Updated On: May 20, 2026
  • $(-\infty,1]\cup[2,\infty)$
  • $[0,1]$
  • $[-1,1]$
  • $[1,2]$
Show Solution

The Correct Option is D

Solution and Explanation

Understanding the Concept: The domain of a function is the set of all real values of $x$ for which the function is defined. In the given function, \[ f(x)=\sin^{-1}(\sqrt{x-1}), \] two separate conditions must be satisfied:
The expression inside the square root must be non-negative.
The input of $\sin^{-1}(x)$ must lie between $-1$ and $1$ inclusive.
Therefore, we solve both conditions carefully.
Step 1: Applying the square root condition.
For the square root to exist, \[ x-1\ge0 \] Adding $1$ on both sides: \[ x\ge1 \] So the function is defined only when: \[ x\in[1,\infty) \]
Step 2: Applying the inverse sine condition.
For $\sin^{-1}(u)$ to exist, \[ -1\le u\le1 \] Here, \[ u=\sqrt{x-1} \] Therefore: \[ -1\le\sqrt{x-1}\le1 \] Since square roots are always non-negative, the lower inequality is automatically satisfied.

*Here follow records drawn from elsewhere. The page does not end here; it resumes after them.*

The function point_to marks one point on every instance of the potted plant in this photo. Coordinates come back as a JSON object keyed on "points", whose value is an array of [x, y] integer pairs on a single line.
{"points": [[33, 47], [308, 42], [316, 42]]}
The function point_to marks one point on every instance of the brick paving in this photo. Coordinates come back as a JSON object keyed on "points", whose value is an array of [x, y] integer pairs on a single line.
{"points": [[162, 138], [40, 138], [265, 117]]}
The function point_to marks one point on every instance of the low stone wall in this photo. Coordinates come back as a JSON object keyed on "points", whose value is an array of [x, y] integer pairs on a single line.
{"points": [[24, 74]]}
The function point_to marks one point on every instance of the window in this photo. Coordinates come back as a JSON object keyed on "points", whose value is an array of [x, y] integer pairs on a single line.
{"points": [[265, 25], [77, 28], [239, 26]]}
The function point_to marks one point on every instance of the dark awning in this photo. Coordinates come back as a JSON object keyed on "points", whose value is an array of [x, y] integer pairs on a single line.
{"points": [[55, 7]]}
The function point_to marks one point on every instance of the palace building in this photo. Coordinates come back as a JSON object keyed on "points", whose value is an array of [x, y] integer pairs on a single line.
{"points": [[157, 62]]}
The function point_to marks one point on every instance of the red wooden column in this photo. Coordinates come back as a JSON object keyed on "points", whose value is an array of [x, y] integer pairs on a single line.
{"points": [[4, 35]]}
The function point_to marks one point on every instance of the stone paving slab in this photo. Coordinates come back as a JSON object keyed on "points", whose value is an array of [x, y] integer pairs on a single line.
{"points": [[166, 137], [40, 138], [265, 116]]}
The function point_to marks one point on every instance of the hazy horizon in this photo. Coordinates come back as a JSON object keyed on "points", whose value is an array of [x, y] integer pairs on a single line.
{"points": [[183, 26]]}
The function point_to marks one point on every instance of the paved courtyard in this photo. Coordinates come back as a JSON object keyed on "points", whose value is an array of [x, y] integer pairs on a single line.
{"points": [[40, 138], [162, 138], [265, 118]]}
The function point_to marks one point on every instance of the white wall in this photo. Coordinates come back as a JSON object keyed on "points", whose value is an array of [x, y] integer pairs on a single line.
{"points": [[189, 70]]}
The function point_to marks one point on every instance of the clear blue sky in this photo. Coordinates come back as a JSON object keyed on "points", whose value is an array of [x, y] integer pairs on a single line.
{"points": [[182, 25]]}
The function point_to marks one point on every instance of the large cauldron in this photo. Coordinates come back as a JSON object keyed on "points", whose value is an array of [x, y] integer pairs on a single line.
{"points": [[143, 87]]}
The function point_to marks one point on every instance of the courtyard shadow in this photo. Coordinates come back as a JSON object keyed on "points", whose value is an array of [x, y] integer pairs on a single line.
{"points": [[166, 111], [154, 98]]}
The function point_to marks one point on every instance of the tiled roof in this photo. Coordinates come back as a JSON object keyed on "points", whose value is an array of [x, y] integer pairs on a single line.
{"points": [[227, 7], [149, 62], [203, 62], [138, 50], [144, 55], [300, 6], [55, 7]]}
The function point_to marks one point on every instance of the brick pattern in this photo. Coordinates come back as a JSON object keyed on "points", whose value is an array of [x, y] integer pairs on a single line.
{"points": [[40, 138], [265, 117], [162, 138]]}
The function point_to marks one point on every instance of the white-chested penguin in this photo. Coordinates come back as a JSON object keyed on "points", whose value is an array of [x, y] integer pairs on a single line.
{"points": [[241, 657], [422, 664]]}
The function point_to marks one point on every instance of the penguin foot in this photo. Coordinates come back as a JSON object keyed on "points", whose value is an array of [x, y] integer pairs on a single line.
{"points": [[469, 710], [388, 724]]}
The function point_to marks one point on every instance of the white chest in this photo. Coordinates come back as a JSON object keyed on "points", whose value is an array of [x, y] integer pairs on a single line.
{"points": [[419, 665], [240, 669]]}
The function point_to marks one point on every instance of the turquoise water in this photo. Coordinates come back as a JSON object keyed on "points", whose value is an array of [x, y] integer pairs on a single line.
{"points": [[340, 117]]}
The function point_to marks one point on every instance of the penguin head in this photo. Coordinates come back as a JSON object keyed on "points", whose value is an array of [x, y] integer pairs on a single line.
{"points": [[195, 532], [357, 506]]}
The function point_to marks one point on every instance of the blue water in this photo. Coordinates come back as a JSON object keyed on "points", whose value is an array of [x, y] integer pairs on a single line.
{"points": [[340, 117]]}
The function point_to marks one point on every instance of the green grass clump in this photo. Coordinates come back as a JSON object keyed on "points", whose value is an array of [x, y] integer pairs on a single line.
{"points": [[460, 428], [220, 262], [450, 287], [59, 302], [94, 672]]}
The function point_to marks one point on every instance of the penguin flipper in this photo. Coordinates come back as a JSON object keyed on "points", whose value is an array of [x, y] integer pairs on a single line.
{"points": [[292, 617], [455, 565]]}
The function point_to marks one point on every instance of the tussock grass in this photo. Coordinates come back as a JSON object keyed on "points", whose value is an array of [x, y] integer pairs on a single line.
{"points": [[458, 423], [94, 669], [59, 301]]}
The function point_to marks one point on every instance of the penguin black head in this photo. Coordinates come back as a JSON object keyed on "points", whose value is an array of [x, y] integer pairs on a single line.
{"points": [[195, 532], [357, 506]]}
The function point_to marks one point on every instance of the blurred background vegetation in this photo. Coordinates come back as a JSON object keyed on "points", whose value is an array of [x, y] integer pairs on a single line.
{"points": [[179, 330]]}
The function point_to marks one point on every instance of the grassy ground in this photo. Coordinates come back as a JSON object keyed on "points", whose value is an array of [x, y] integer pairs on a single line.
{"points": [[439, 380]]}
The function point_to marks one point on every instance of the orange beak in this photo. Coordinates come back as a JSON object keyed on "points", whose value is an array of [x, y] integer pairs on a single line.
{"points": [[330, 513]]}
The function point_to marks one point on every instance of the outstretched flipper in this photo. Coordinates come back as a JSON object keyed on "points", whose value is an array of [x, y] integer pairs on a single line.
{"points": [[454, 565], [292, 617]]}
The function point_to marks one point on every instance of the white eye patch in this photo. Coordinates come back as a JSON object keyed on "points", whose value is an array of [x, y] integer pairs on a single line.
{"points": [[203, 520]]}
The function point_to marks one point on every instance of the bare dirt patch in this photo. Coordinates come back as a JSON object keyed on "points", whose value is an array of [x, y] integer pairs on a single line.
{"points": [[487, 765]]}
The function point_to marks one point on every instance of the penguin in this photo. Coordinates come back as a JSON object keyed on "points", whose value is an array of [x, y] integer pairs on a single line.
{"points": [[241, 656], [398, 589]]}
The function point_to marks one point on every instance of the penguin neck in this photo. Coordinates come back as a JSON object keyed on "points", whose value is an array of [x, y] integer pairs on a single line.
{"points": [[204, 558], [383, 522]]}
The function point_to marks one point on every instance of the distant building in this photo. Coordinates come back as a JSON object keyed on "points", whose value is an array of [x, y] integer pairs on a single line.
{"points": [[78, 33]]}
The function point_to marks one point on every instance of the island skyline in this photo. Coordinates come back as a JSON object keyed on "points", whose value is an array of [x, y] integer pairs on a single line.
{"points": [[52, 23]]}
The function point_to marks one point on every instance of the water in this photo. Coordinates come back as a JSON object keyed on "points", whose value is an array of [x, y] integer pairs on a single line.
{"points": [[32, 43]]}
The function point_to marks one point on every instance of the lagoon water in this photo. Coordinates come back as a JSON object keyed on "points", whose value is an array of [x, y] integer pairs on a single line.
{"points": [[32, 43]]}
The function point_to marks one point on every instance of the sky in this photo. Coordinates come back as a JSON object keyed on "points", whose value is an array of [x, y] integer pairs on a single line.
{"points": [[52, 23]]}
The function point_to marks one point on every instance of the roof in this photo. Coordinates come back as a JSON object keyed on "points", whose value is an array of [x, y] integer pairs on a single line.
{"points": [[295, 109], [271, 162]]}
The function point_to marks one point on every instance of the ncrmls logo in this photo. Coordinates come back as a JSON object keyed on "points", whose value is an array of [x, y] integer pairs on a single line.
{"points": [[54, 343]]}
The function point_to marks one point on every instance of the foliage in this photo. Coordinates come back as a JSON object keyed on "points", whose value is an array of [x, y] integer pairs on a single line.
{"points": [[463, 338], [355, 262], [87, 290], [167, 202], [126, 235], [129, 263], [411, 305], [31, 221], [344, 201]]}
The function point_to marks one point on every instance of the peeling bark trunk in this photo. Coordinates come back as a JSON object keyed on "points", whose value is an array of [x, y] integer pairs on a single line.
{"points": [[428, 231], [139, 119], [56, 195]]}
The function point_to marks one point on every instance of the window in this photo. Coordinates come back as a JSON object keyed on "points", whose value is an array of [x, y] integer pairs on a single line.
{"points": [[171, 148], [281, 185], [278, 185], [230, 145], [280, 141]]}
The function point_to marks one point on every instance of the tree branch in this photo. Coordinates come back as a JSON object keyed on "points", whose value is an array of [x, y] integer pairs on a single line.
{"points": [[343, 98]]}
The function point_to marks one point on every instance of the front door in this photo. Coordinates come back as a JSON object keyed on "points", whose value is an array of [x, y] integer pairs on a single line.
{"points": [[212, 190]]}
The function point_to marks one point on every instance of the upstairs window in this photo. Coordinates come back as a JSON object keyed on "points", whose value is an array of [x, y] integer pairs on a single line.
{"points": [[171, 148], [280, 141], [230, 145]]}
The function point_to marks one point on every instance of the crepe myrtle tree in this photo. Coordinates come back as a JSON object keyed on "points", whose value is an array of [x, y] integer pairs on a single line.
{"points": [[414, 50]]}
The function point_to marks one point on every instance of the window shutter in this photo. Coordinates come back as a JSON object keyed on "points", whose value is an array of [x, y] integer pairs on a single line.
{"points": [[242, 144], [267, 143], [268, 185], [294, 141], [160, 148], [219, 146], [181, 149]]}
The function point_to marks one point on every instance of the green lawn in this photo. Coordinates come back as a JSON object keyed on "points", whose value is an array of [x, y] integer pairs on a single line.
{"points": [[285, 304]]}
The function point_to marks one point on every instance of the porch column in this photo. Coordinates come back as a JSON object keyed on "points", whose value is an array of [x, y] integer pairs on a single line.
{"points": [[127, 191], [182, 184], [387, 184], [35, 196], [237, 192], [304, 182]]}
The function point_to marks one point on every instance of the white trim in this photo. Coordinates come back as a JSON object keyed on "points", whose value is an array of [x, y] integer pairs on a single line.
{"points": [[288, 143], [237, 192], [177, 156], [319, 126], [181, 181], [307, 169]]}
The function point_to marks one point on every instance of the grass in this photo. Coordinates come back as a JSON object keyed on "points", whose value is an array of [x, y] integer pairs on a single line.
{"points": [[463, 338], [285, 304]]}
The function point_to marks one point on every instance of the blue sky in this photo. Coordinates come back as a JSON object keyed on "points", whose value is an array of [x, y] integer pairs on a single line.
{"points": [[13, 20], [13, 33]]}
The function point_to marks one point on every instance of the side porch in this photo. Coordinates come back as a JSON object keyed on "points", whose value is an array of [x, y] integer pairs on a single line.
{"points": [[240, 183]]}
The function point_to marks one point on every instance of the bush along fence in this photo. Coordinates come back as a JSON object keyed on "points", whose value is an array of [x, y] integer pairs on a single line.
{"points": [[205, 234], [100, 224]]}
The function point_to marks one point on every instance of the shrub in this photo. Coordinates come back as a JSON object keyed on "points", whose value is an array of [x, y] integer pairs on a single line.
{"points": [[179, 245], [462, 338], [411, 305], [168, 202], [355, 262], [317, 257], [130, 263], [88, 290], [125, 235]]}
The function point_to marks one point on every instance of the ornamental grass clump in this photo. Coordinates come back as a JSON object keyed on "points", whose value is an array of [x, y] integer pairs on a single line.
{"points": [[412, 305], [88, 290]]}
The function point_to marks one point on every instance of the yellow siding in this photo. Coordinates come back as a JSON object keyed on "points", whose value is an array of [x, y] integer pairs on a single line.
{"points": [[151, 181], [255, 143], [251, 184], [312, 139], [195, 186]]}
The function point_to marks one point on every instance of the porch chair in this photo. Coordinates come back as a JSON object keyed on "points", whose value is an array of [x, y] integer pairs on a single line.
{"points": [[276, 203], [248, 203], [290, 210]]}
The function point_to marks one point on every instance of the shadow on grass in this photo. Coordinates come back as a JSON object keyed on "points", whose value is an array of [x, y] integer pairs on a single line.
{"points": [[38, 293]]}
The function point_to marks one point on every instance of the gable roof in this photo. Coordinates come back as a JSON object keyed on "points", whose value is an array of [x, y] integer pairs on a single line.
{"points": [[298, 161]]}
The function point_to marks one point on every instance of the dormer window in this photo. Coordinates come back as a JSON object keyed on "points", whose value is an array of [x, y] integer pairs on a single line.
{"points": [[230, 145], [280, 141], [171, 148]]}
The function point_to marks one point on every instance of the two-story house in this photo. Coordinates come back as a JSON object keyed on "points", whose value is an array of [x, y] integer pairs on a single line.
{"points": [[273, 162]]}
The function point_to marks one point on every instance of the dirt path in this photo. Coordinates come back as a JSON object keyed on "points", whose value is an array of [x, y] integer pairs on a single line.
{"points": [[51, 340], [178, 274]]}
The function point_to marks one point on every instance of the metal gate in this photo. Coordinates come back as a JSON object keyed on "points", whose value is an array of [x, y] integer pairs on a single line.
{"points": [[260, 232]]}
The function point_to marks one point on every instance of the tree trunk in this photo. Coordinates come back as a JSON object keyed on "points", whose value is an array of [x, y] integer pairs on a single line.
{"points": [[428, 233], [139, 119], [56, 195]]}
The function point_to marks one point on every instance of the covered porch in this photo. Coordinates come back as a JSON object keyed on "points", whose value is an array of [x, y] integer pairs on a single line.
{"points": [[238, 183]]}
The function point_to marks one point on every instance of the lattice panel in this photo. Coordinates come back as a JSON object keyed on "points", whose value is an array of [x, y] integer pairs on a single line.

So we only need: \[ \sqrt{x-1}\le1 \]
Step 3: Solving the inequality.
Squaring both sides: \[ x-1\le1 \] Adding $1$: \[ x\le2 \]
Step 4: Finding the common interval.
From Step 1: \[ x\ge1 \] From Step 3: \[ x\le2 \] Combining both: \[ 1\le x\le2 \] Hence, the domain is: \[ \boxed{[1,2]} \]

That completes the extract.